November is upon us. The trees are bare and the forest sounds relatively quiet. The days are short and getting shorter. November is a month of profound change and a reminder that winter is right around the corner. If one is to think of November as a time of death and decay, then it should also be noted that November is also a time of renewal in the forest. Without death their is no life, and the products of November's decay will rejuvenate the soils and waters so that life can flourish anew in the spring.
Shed moose antlers returned to the earth.
Before the freeze. Beaver pond in Pinkham Notch.
The most obvious visual change to the landscape is the bare trees. The leafs of deciduous trees have fallen and the woods are strewn with decaying leafs everywhere. Trees don't drop their leafs in vain. The fallen leaves will release essential nutrients to the soil as bacteria and fungi start the process of decay on the leaves. Nutrients such as calcium, phosphorous, and nitrogen are essential for plant growth, and without the fall leave drop, soils would be quickly depleted from the energy needs of trees during the May to October growing season. The fallen leaves are a necessary sacrifice to renew the soils of the forest. The leave fall also rejuvenates streams with vital nutrients when leaves clog the brooks and creeks this time of year.
Now that we are in November the rutting season of moose will be ending soon and bull moose will drop their antlers. Antlers are made of calcium much like our bones. When a moose or deer drops its antlers, the calcium stored within is returned to the environment. Calcium obtained by the moose through its diet of leafy green vegetation, is returned to the soil.

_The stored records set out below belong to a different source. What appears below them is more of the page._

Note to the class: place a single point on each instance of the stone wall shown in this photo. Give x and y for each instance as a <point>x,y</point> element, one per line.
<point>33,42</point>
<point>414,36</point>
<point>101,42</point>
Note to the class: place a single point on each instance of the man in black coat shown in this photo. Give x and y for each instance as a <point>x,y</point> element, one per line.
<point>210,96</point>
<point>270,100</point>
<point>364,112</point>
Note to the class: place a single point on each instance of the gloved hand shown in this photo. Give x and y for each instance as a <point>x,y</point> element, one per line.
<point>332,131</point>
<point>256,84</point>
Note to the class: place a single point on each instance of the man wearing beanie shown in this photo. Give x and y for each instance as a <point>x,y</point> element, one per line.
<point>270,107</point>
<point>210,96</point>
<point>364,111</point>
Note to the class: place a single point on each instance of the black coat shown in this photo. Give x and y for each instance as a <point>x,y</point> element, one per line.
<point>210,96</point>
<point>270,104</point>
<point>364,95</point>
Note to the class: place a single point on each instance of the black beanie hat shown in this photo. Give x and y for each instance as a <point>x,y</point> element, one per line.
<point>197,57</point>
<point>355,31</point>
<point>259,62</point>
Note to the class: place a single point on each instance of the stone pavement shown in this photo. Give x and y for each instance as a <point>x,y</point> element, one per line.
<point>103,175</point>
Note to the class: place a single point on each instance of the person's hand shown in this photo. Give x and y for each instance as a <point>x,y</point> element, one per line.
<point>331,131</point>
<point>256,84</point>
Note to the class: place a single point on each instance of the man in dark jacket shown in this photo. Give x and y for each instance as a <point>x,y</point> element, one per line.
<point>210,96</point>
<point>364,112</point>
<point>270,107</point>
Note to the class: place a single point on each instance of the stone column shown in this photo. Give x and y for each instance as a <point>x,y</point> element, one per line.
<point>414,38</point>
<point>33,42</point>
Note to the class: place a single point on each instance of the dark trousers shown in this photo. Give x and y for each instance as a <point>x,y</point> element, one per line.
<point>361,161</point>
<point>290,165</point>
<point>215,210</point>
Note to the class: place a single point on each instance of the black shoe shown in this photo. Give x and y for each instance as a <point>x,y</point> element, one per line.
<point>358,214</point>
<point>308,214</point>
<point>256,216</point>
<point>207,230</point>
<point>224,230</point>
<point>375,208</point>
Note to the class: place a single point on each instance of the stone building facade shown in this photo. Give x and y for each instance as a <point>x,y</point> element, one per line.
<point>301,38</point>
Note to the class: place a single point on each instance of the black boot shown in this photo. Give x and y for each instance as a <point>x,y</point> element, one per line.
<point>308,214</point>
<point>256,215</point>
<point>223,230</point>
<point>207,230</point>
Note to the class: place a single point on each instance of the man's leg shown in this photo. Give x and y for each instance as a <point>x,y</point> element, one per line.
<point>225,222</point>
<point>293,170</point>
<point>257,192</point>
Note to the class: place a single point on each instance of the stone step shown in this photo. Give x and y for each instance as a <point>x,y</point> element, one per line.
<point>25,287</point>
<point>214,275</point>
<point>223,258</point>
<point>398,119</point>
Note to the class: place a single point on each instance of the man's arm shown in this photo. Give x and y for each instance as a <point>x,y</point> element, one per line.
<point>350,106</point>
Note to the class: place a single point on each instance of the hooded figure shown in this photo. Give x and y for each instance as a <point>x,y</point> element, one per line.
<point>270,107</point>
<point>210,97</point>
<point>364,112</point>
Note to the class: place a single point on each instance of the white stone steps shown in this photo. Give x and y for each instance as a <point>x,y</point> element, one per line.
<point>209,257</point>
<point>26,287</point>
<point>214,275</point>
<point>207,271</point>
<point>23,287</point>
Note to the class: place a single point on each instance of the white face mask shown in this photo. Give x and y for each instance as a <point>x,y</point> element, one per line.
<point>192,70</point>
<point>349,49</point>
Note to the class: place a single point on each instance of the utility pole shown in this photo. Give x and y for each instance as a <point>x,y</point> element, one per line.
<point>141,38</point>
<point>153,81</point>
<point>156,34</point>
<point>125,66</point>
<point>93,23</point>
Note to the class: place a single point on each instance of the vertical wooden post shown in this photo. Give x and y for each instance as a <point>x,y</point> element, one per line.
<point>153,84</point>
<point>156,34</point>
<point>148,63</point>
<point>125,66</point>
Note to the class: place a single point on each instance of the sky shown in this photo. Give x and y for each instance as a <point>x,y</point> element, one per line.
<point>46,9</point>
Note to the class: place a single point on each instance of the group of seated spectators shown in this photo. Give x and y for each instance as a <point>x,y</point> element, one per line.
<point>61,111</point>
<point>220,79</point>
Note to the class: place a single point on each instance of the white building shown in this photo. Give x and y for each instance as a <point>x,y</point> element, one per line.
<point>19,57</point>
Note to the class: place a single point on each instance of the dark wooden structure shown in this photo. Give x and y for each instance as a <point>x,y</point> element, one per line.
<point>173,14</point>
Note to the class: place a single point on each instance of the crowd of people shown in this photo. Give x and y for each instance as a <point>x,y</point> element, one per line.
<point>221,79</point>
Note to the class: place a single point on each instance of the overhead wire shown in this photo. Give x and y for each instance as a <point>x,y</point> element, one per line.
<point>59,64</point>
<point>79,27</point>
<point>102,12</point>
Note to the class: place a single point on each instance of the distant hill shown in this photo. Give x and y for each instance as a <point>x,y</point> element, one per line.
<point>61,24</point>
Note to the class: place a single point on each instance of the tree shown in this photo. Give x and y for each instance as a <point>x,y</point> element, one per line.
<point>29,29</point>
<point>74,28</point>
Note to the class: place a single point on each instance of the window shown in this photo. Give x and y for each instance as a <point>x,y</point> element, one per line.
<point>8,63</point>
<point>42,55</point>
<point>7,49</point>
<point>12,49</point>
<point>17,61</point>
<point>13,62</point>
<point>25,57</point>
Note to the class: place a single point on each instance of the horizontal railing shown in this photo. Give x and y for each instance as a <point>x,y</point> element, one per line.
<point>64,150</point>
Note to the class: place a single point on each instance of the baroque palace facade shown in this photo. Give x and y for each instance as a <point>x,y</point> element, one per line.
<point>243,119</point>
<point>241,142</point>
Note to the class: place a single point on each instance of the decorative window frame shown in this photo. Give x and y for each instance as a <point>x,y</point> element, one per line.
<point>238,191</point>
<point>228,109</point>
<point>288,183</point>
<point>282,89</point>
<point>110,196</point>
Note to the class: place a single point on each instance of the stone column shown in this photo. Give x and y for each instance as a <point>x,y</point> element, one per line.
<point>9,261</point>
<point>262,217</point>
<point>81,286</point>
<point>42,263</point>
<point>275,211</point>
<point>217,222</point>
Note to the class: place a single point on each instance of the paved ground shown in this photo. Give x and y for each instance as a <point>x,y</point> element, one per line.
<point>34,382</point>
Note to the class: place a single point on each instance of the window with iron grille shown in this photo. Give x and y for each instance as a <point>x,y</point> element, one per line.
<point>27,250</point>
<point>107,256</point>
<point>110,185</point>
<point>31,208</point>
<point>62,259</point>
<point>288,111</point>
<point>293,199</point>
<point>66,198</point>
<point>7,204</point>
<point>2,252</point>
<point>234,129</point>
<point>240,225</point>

Much of that calcium doesn't return directly to the soil though because animals such as mice and porcupines will chew on the antlers as a source of calcium. Rare are antlers found in the woods without the chew marks of a critter.
Another example of the renewal and change of November is the turnover of water in ponds and lakes. The warm surface waters of the summer have slowly been cooling throughout the months of September and October. During cold mornings in early fall, a beautiful thick mist is seen on waterways throughout the northeast. This is due to cold air condensing the relatively warm surface waters of lake and ponds into fog as they evaporate. By November that mist is no longer seen much, and it disappears completely by the end of the month. Now the surface waters are close to the temperature of the air and will soon sink to the bottom as the slightly warmer water on the bottom rises to the surface, recycling nutrients from decaying organic matter on the bottom back to the surface waters where microscopic plant life can use it to start the food chain in the spring. Soon the cool surface waters will freeze over, but not before the chilly winds of November mix precious oxygen into the waters one last time before spring.